State police said the man suffered multiple head trauma, possibly after falling off a cliff at Holyoke Community College.
HOLYOKE- Something didn’t seem right to Juan J. Gonzalez as he drove his bus early one morning in late March.
He noticed a dark shape on the side of the road on the campus of Holyoke Community College.
It was a few minutes before 6 a.m. on March 31. Gonzalez parked his Pioneer Valley Transit Authority bus at a curb across from Parking Lot A. As he crouched at the base of a 20-foot-high cliff, it was startling enough to find that the dark mass was a person. He was even more stunned when he learned he knew the man.
Arthur T. “Arty” Tucker was a “bus friend,” a frequent passenger who Gonzalez met on his route about five years ago.
Today, Gonzalez and attorney William P. MacDonald, who also considers himself a friend of Tucker, are working to arrange a proper burial for Tucker.
The 72-year-old died on April 8 at Baystate Medical Center. His death resulted from multiple head trauma, according to state police Capt. Peter Higgins. Investigators consider the death an accident, possibly a result of a fall from the ridge on the HCC campus, he said.
If Tucker had family, investigators have been unable to find them, said Higgins, who heads the detective unit assigned to the Hampden district attorney’s office. Tucker’s body will remain with the state medical examiner’s office at Providence Hospital here, Higgins said.
It is possible that Tucker’s body could be released to MacDonald, who has expressed an interest in handling the case, according to Higgins. The decision to release a body rests with the Office of the Chief Medical Examiner in Boston.
Under state law, after waiting at least two weeks to see if someone comes forward to claim a body, the chief medical examiner can release unclaimed remains to the Department of Transitional Assistance for burial.
If someone claims a body and is unable to pay for burial or cremation, the medical examiner can provide a list of institutions that provide such services at no fee.
MacDonald met Tucker in the late 1960s when both worked as part-time security guards in Agawam. MacDonald said he thinks Tucker was from Virginia or West Virginia.
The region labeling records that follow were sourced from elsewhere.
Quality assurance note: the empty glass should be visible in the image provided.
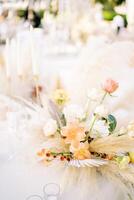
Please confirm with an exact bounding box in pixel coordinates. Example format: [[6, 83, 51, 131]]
[[43, 183, 60, 200]]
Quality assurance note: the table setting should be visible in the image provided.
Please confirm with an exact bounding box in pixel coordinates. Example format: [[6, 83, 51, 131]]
[[0, 0, 134, 200]]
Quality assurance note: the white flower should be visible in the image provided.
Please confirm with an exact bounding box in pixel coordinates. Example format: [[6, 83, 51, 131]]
[[93, 120, 109, 137], [128, 131, 134, 137], [43, 119, 58, 136], [87, 88, 100, 101], [94, 105, 108, 117], [63, 104, 84, 121]]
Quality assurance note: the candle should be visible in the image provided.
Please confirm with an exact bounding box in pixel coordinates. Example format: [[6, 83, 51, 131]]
[[5, 38, 11, 79], [127, 0, 134, 26], [16, 34, 23, 77], [30, 26, 39, 77]]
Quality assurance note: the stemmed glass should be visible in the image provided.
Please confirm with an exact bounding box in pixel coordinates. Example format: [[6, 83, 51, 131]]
[[43, 183, 60, 200], [26, 195, 43, 200]]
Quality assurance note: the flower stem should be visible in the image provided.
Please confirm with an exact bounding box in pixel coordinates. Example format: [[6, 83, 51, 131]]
[[85, 92, 108, 141]]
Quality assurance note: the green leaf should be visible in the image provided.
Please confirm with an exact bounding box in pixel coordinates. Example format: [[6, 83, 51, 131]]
[[108, 115, 117, 133]]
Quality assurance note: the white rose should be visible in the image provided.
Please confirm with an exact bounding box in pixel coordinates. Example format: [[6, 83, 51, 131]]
[[93, 120, 109, 137], [63, 104, 84, 121], [43, 119, 58, 136], [128, 131, 134, 137], [87, 88, 100, 101], [94, 105, 108, 117]]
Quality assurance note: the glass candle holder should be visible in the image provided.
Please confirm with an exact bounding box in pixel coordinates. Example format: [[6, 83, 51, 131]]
[[43, 183, 60, 200]]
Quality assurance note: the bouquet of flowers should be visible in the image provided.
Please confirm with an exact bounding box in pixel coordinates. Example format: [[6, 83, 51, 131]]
[[19, 79, 134, 199]]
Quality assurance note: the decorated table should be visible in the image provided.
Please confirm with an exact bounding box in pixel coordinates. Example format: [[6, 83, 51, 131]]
[[0, 0, 134, 200]]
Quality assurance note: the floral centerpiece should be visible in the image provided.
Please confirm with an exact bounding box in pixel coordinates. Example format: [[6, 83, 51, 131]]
[[30, 79, 134, 199]]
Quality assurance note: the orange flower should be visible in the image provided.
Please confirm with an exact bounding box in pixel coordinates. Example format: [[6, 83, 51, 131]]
[[103, 79, 119, 93], [70, 143, 91, 160], [61, 123, 86, 144]]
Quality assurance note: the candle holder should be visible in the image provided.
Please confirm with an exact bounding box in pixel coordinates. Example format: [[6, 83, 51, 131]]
[[34, 76, 41, 105], [43, 183, 60, 200]]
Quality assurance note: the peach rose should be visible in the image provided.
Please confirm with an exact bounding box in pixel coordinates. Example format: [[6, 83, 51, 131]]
[[70, 142, 91, 160], [103, 79, 119, 93], [61, 123, 86, 144]]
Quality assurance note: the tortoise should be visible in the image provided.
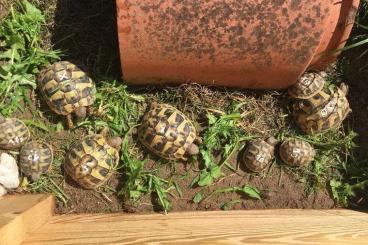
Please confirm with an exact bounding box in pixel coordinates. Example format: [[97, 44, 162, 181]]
[[293, 90, 332, 114], [288, 72, 326, 99], [19, 141, 53, 181], [280, 138, 316, 167], [38, 61, 96, 128], [294, 84, 351, 134], [64, 131, 122, 189], [0, 115, 31, 150], [242, 137, 277, 173], [138, 103, 201, 160]]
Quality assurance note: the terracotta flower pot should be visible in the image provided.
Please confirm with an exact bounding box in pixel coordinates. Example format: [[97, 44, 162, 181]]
[[117, 0, 359, 88]]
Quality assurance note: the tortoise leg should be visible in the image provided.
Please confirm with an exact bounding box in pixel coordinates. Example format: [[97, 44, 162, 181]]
[[66, 114, 74, 129]]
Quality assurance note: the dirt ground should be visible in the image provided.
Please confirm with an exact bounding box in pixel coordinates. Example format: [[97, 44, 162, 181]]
[[0, 0, 368, 213]]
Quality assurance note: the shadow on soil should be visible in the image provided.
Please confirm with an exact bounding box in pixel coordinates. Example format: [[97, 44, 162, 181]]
[[52, 0, 121, 77]]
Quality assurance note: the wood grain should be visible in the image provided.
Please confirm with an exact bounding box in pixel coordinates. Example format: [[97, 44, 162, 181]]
[[0, 195, 55, 245], [24, 210, 368, 245]]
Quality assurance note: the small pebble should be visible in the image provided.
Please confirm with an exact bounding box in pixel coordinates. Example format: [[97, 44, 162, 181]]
[[0, 153, 19, 189]]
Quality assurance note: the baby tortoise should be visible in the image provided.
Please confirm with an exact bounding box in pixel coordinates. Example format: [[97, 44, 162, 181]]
[[64, 130, 122, 189], [280, 139, 316, 167], [0, 115, 31, 150], [38, 61, 96, 128], [242, 137, 277, 173], [19, 141, 53, 181], [294, 84, 351, 134], [138, 103, 200, 160]]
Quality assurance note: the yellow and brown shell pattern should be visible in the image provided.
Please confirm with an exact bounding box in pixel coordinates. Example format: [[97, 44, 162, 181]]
[[280, 139, 316, 167], [0, 118, 31, 150], [38, 61, 96, 115], [138, 104, 196, 160], [294, 88, 351, 134], [288, 72, 325, 99], [19, 142, 53, 181], [293, 90, 333, 114], [64, 134, 119, 189], [242, 139, 275, 173]]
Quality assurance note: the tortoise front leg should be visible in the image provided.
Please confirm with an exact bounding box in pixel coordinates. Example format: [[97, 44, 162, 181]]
[[66, 114, 74, 129]]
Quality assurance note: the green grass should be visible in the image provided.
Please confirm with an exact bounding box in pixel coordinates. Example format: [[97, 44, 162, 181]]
[[0, 1, 368, 212], [0, 1, 59, 116]]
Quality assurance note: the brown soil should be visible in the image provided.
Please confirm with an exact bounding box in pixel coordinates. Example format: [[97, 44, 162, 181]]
[[0, 0, 368, 213]]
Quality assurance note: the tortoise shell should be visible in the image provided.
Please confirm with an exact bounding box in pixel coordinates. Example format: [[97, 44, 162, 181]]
[[19, 142, 53, 181], [288, 72, 325, 99], [64, 134, 119, 189], [294, 85, 351, 134], [280, 139, 316, 167], [242, 139, 276, 173], [138, 103, 196, 160], [0, 117, 31, 150], [38, 61, 96, 115]]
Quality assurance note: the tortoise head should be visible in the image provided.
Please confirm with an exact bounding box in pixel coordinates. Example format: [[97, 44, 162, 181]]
[[186, 143, 199, 156], [75, 107, 87, 120]]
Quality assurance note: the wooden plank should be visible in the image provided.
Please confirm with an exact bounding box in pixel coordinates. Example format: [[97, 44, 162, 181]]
[[0, 195, 55, 245], [23, 210, 368, 245]]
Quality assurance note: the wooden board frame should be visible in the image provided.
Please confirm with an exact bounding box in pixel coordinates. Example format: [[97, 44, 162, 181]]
[[0, 195, 368, 245]]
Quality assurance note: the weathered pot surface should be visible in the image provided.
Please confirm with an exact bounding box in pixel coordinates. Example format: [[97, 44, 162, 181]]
[[117, 0, 359, 89]]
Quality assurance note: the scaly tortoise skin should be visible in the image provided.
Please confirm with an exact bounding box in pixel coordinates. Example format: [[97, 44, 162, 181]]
[[280, 139, 316, 167], [138, 103, 197, 160], [19, 142, 53, 181], [0, 115, 31, 150], [38, 61, 96, 128], [288, 72, 326, 99], [242, 137, 277, 173], [294, 85, 351, 134], [64, 134, 119, 189]]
He would go months without seeing Tucker, but enjoyed talking with him when they crossed paths, he said.
“We’re basically trying to give him a decent burial,” MacDonald said.
Adds Gonzalez, “He was my friend. I don’t want him to be forgotten.”
State records traced Tucker’s last residence to a long-ago address on Church Street in West Springfield, Higgins said.
David C. Bergeron said he had been renting Tucker a room in his Homestead Avenue home, which faces Holyoke Community College. It wasn’t unusual for Tucker to be gone for days, or longer, and he never talked about his family or roots, Bergeron said.
Bergeron said he met Tucker years ago when both worked at the YMCA in Springfield.
Tucker told stories about being born in Northampton and playing football and boxing there, even though he had a Southern accent, Bergeron said.
“It made you wonder who he was,” Bergeron said. “I liked him. I don’t know how to explain him, but he kept you wondering all the time.”
Tucker wasn’t a student and didn’t work at Holyoke Community, said spokeswoman JoAnne L. Rome. “But obviously, it’s very sad. Our prayers go out to the family,” Rome said.
Those who knew him describe Tucker as a friendly drifter who worked at restaurant and other short-stay jobs. He had a beard and blue eyes, dressed decently, wore sneakers or hiking boots and usually carried a dark canvas shoulder bag.
Tucker wasn’t known to get drunk or take illegal drugs, and details about his past were elusive, they said.
Gonzalez said he met Tucker about five years ago. They talked about drawing with charcoal, UFOs, music and the photos of sunsets that Gonzalez keeps stored in his cell phone.
“But, we didn’t know anything about his family,” Gonzalez said.
In West Springfield recently, William J. McMahon, 45, remembers Tucker - and his Southern accent - as being a fellow tenant several years ago at 29 Church St. where he rents a room.
Tucker was a hoarder and had a hygiene problem, but he was friendly, McMahon said.
“He’s got that high laugh,” McMahon said.